We built a sturdy concrete intake at the spring with the intention of taking no more than half the dry period water resource, but it never formed a creek, it just disappeared underground. I wondered if the settlers had divined the spring, or if elephants had located it. Nobody knew. We established a line to the more distant village with a single one inch tap at a central point. Halfway towards the village, on a small ridge we built a water trough for shepherded livestock. For the other line, water went into the transfer-box, which we rebuilt to make it larger and with an outlet to the open reservoir about two inches above the outlet to the school and church. Teachers lived at the school so essentially the water was for household use. Hopefully some water would be used by the kids for handwashing. Any surplus could go towards irrigation of vegetables, the allocation of which we left up to the village authority. All standard stuff.

While we were building the system, there were a range of surprises, but none greater than finding a Maasai man at the spring with a camel! We had camels at the Meserani Snake Park and on the way to Nairobi, but otherwise we never saw them in any of the villages we worked with. The usual beasts of burden were donkeys, so I was intrigued with this fellow. The camel was sitting down and the man was filling drums lashed to the animal’s back. I helped him carry a few buckets as a way to start a conversation with him while we worked. He came from about thirty miles away, and came here only rarely, when a closer spring was dry.

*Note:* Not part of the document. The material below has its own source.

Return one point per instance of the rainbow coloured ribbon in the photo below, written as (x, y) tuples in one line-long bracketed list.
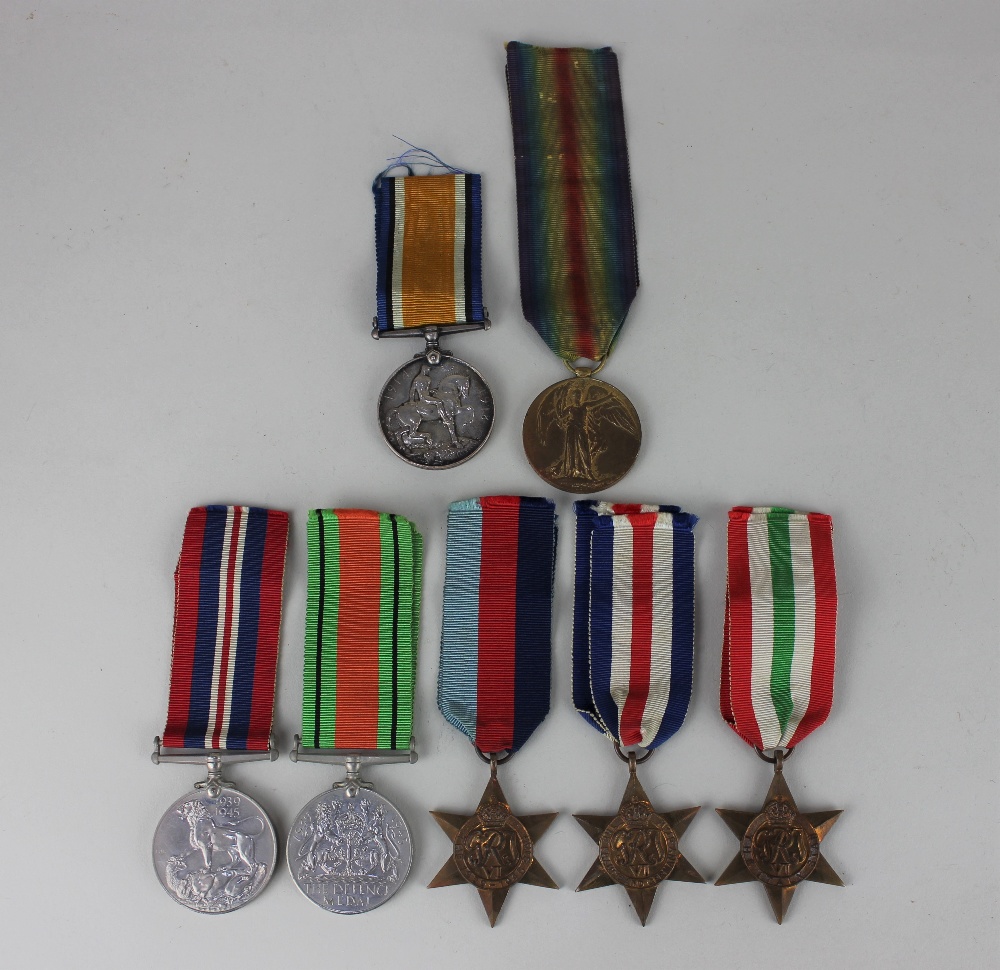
[(496, 634), (362, 612), (576, 230), (227, 613), (781, 624), (633, 629)]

To order the camel stand up, the Maasai man spoke neither Maasai nor Swahili, a language I didn’t know, so I asked him what it was. Soberly he told me that camels only understand Arabic! Because of his use of Swahili and my understanding of it, I can’t be sure if he meant that particular camel, or all camels. Anyway he told me the man he acquired the animal from had taught him all the words he would need to control it. He told me that he couldn’t hold a conversation in Arabic. To demonstrate, he told the camel to lie back down, and said for me to try to command the animal using English or Swahili, or whatever language I liked. I tried but the animal just looked down his nose and flapped his eyelashes at me. The man carried a stick, but he said he never hits the animal out of respect, but if anyone hit camels, they will always find a way to repay you! I have found the same thing with milking cows.

The Maasai simply stood beside the camel, uttered a couple of Arabic words and back legs first the camel groaned and lurched awkwardly to his feet. I thought the animal was overloaded, but what do I know? Cheerily the man smiled, gave me a wave and they walked off, starting their thirty mile journey home.